一緒だったやつ

目覚めてから、通勤途中、仕事の合間、SNSの広告、帰り道、寝る前。

 

暇さえあれば、動物の写真や動画を見ている。それも、猫ばかり。ツイッター、インスタグラム、YouTubeから2ちゃんねると、収集方法に困ることはない。

 

とくに、素人が撮った猫動画が好きだ。飼い猫への愛が溢れた、猫の個性が切り取られたような動画は尊い

 

一方、字幕が入ったような動画はあざとくて、見ていられない。

猫は、人間がセリフの字幕を付けるまでもなく、それぞれがユニークな物語を生きている。

 

そもそも面白い生物に、テロップをわざわざ付けるという行為が、ナンセンス。そんなしょうもないことをする人間にセンスがあるはずもなく、テロップ入りの猫動画は大抵すべっていて、猫の面白さを殺す。

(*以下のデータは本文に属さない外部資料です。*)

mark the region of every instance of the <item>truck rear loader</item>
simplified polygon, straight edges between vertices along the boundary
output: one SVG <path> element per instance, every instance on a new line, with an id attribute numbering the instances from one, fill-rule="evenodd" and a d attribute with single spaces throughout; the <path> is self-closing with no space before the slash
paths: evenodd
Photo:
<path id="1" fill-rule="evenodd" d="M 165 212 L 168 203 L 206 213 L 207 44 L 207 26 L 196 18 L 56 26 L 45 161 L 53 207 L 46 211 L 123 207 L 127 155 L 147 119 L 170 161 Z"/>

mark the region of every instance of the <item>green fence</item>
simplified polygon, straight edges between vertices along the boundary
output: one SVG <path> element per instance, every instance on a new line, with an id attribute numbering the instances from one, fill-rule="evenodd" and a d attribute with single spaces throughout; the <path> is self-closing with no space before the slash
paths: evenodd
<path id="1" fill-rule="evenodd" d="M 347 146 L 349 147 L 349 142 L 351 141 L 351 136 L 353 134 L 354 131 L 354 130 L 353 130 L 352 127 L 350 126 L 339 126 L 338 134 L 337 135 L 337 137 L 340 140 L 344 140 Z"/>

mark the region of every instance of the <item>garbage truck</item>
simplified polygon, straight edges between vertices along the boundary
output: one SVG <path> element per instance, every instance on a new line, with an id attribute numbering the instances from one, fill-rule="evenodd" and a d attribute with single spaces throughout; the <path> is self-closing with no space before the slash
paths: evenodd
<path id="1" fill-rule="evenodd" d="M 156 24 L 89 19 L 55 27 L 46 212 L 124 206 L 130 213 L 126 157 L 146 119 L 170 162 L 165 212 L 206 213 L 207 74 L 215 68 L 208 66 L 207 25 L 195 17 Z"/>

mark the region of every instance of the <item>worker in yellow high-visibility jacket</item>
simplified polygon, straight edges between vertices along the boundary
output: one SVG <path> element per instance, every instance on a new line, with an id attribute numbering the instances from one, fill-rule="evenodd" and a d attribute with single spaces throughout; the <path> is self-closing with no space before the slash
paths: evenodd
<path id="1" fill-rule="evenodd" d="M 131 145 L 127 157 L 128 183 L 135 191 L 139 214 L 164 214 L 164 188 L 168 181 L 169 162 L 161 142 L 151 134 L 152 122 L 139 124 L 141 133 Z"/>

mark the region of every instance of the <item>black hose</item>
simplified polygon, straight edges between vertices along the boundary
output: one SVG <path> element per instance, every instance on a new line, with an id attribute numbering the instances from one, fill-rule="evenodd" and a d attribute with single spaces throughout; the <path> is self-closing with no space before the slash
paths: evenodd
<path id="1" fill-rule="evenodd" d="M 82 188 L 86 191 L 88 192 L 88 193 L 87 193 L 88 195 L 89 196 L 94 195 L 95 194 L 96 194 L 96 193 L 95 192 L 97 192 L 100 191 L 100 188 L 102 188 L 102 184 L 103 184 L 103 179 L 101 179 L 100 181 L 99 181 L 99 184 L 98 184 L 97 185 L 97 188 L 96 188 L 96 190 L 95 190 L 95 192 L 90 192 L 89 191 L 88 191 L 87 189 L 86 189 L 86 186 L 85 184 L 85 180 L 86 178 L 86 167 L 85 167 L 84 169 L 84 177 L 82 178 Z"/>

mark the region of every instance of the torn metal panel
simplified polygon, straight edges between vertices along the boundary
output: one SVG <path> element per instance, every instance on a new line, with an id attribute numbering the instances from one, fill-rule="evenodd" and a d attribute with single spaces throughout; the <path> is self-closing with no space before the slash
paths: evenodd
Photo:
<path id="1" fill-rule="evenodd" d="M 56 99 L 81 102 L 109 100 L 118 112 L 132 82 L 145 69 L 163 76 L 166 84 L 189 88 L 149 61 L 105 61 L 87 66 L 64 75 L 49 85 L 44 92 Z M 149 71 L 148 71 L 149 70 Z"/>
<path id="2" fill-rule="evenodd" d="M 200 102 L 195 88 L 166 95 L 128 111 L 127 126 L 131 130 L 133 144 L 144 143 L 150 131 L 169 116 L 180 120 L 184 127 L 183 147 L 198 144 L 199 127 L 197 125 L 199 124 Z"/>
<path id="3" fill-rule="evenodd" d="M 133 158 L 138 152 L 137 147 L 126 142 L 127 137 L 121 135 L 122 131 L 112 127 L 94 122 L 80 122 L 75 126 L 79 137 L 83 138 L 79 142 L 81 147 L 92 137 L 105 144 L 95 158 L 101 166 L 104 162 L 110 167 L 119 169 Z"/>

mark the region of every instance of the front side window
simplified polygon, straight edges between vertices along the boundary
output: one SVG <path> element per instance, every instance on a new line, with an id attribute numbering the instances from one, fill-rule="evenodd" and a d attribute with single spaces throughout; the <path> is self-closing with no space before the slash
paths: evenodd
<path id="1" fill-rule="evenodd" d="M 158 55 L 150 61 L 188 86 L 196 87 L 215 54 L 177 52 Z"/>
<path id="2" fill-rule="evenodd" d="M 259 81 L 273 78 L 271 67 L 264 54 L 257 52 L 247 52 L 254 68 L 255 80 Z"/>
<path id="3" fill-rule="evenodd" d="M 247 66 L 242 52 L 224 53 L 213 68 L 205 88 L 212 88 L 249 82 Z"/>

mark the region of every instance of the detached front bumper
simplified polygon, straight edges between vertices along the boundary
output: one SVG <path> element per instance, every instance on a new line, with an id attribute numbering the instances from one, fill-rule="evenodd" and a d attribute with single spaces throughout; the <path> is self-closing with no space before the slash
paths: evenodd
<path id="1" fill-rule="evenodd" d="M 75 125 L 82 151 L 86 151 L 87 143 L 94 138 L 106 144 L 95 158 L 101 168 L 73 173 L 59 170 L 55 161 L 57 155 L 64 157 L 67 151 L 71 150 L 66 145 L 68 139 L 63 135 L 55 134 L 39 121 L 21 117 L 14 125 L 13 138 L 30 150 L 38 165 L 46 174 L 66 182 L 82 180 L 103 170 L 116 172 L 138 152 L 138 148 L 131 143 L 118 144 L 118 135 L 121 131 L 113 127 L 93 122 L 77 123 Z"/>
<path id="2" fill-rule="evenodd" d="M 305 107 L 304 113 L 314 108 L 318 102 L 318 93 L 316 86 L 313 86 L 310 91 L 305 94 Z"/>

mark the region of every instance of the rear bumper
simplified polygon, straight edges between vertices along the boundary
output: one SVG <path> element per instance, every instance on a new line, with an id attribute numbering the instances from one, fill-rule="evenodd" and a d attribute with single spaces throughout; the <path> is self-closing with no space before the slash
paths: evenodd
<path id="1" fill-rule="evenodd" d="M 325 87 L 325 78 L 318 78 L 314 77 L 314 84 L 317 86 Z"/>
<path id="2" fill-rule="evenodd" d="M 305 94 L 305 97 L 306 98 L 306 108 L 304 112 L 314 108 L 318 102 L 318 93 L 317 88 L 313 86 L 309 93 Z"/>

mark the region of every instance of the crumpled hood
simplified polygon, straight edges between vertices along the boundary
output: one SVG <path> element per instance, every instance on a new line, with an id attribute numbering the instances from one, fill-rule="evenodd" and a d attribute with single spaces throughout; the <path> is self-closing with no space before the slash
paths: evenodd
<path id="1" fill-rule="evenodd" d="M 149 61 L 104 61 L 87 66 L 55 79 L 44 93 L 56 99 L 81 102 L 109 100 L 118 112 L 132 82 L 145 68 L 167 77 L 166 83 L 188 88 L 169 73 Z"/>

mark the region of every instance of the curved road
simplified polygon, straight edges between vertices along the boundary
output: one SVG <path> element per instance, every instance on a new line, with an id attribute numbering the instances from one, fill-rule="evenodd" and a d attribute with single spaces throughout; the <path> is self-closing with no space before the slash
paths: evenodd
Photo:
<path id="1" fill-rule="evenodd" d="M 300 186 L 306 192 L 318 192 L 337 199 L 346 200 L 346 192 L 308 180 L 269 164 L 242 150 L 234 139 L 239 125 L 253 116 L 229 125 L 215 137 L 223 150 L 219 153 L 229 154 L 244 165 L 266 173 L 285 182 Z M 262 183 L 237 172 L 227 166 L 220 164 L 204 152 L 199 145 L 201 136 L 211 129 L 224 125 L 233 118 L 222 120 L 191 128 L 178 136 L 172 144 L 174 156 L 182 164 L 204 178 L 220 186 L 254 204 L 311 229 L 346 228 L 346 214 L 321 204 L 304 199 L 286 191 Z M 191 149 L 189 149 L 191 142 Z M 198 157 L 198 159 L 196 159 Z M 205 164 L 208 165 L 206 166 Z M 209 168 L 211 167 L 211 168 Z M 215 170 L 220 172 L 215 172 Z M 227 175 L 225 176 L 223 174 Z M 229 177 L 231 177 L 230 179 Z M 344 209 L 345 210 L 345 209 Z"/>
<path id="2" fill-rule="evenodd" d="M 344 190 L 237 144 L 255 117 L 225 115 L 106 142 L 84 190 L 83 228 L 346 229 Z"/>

残念としか言いようがないが、そんなしょうもない人間とも同居を続ける猫は懐が深い。

 

時々、「猫の動画などずっと見て何が得られるのか」という心無い質問を受けるが、それは思い違いだ。

猫と関わることで、さまざまな発見がある。

 

私は元々、“顎ヒゲともみあげが繋がった男が好き”という趣味があった。そのようなヒゲの生え方は日本人には珍しいので、必然的に外国人に萌えていた。

 

先日、スキンヘッドにヒゲモジャの北欧系の男性が私の少し前を歩いていて、方向が一緒だったのでしばらく後をつけた。

 

頭はツルツルなのに、ヒゲがモジャモジャで、マジかわい〜!!

 

かなりキュンときていた。

そして、その感覚が猫動画を見ているときと同じだったことに気付く。猫も犬も男性も、顔まわりがモジャモジャした生物は可愛い。みんな違って、みんな良い。